On the other side of me is Andy Fyfe, a New Zealander who writes serious music pieces for the likes of Mojo and Q. I first met Fyfe four years ago at Jayne the PR’s house – it’s a very intimate community is Brighton. I was rather tired that evening for some reason and firing into the red wine. Upon hearing that Fyfe was a Mumford & Sons fan (I’d just banned the playing of Mumfords in the GQ office where I worked; Alt-J, too), I conducted a courtroom drama with the intention of forcing Fyfe to apologise and admit his band of the day were merely 19th-century canal workers who’d walked through a wormhole and had ended up in 2012 by mistake. Fyfe was not to be moved. I still maintain my point of view was sound but if I ever buy a DeLorean time machine, I’ll call back at that party and lock my slightly younger self in a cupboard – with a bottle of red wine. I remind Fyfe of this and he graciously reveals, “Mumfords’ second album is terrible.”
Alexis Petridis of Guardian fame doesn’t turn up… although I don’t think he responded to the original invite so we can’t feel too let down. With the might of Mojo and the defunct Melody Maker here, how can we lose?
John Robb,the mohican-topped writer, musician and gaffer of music website/magazine Louder Than War is our question-master. Robb is unique in that he’s an indie celeb who’s as interested in you as you are in him… which basically means he has manners. He’s a gentleman in the traditional mould and pretty dapper with it too. He also has a voice that’s seemingly sampled from a bulldog that is barking upon seeing a postman.
I’d spotted Robb earlier in the day while walking past a café and noticed he was folded in two over his iPad. Having only met him once at the Sziget festival, in Hungary in 2011, I decided against rushing towards the table exclaiming, “Remember me, John?” In the café, Robb was actually double-checking the answers to the quiz on his tablet so I’m glad I didn’t disturb him.
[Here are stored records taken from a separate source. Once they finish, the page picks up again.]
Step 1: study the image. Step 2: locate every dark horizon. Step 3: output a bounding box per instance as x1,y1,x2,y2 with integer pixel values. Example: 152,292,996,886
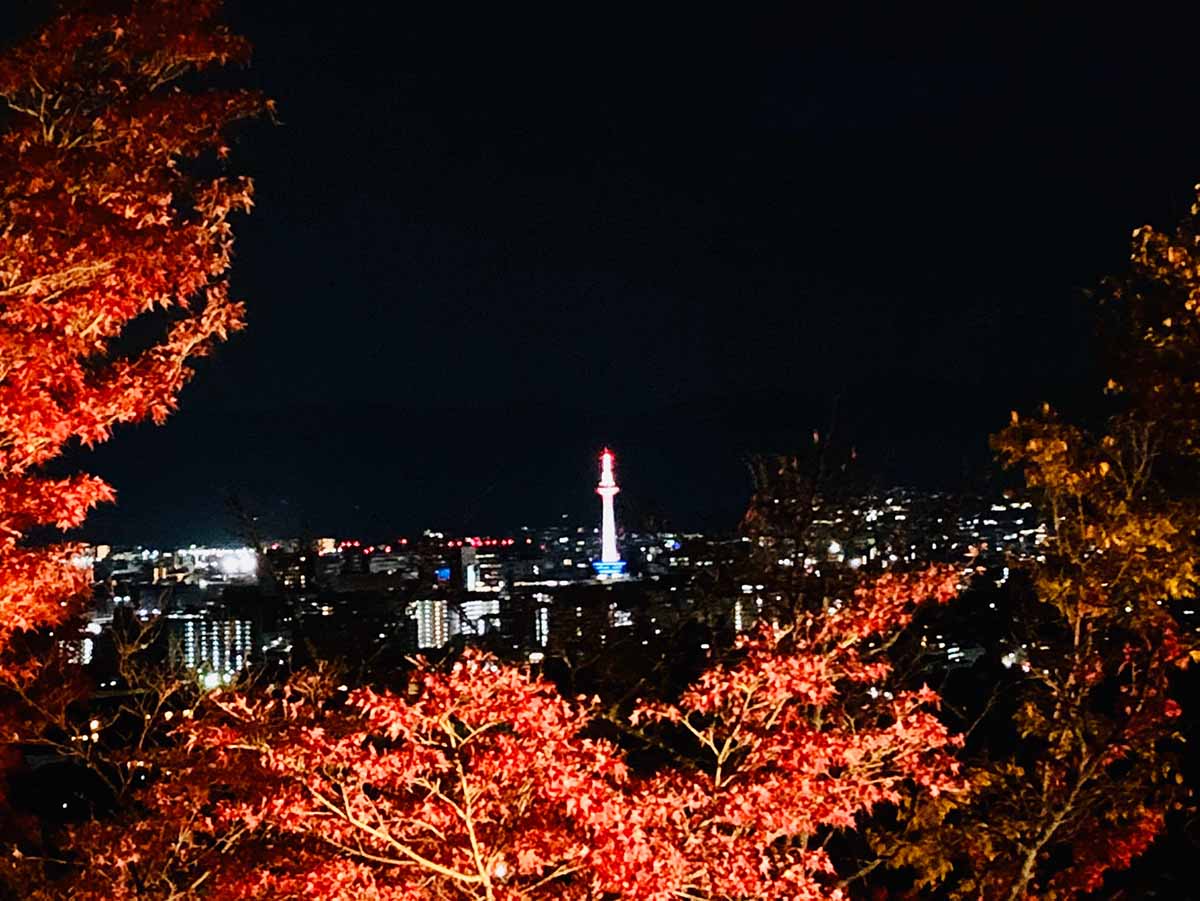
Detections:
16,0,1200,543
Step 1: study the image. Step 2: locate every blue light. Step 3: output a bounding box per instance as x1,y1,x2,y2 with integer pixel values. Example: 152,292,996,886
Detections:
592,560,625,578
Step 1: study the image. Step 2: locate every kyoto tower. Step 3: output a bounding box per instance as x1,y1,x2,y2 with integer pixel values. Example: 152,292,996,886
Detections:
592,448,625,578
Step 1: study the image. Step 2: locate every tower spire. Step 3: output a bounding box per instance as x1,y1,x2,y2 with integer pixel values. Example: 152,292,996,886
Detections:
592,448,625,578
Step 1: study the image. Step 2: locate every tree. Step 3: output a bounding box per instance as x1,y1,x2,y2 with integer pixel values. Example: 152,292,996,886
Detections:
612,567,960,899
25,570,958,901
0,0,264,763
896,187,1200,901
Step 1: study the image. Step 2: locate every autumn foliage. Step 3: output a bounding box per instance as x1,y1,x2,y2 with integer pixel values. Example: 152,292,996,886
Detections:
0,0,263,675
32,571,960,900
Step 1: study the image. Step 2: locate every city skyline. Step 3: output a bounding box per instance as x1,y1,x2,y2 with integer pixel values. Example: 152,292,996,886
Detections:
23,2,1200,535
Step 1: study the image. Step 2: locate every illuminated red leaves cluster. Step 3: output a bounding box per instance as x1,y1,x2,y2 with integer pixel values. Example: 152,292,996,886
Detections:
65,570,959,901
0,0,263,671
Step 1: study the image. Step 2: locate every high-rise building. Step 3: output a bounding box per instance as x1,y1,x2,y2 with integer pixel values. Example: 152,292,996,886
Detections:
592,448,625,578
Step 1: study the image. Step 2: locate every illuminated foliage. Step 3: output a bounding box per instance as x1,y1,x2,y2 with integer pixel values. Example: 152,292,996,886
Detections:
37,571,959,900
0,0,264,734
893,187,1200,901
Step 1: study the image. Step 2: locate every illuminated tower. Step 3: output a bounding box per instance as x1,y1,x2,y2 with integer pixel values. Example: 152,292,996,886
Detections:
592,448,625,578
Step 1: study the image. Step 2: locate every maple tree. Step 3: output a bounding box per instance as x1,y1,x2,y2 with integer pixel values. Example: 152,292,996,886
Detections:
892,191,1200,901
14,570,959,899
0,0,264,738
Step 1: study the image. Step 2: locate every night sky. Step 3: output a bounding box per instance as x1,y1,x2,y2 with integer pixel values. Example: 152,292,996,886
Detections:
14,7,1200,543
Between questions, Robb swings his mic around like he’s fronting a famous band. He’s performing and you have to assume this sort of behaviour comes naturally to him. Our rotund sound engineer is quick to point out that the mic is an antique and could easily fetch £600 on eBay. “If you’re going to swing my mic round much more, I’d better give you something else to use,” he declares. The rest of the quiz is carried out with non-vintage, more basic equipment.
In my team, I take hold of the pen. This means I can effectively hide my lack of knowledge simply by conferring with my genuine music-journalist teammates and write down their answers. I know maybe five of the questions, one of which is: “Which Inspiral Carpets roadie ended up being in a more successful band?” But everyone knows the answer to that! (Noel Gallagher)
At the interval we’re in a respectable second place but the moment of truth arrives when Price has to bugger off ten minutes before the end to interview Suede. Bloody Suede? Suede should come here, this is important!! It’s tantamount to an airline pilot grabbing a parachute, opening a window and saying: “So long, suckers!” As no questions on Mumfords or my own specialist subject Factory Records wriggle their way into Robb’s closing questions, we find ourselves in a fix. We hang on for second, a feat Tottenham couldn’t manage, but it is a close-run thing.
You’re probably expecting at least a review of a band that played at the festival, but, due to time constraints, we didn’t see a single guitar being strummed. With the growing arrogance of Brighton’s resident sandwich thieves, if we were here for the weekend, we’d have attempted to forge links with Howling Owl, The Parrots and Eagulls. As it is, an iPod on the 9.20pm train to London Victoria with two M&S Harvey Wallbangers completes the day, where it’s decided in a slightly sozzled state that “Untouchable” by Girls Aloud is one of the most epic tracks ever recorded.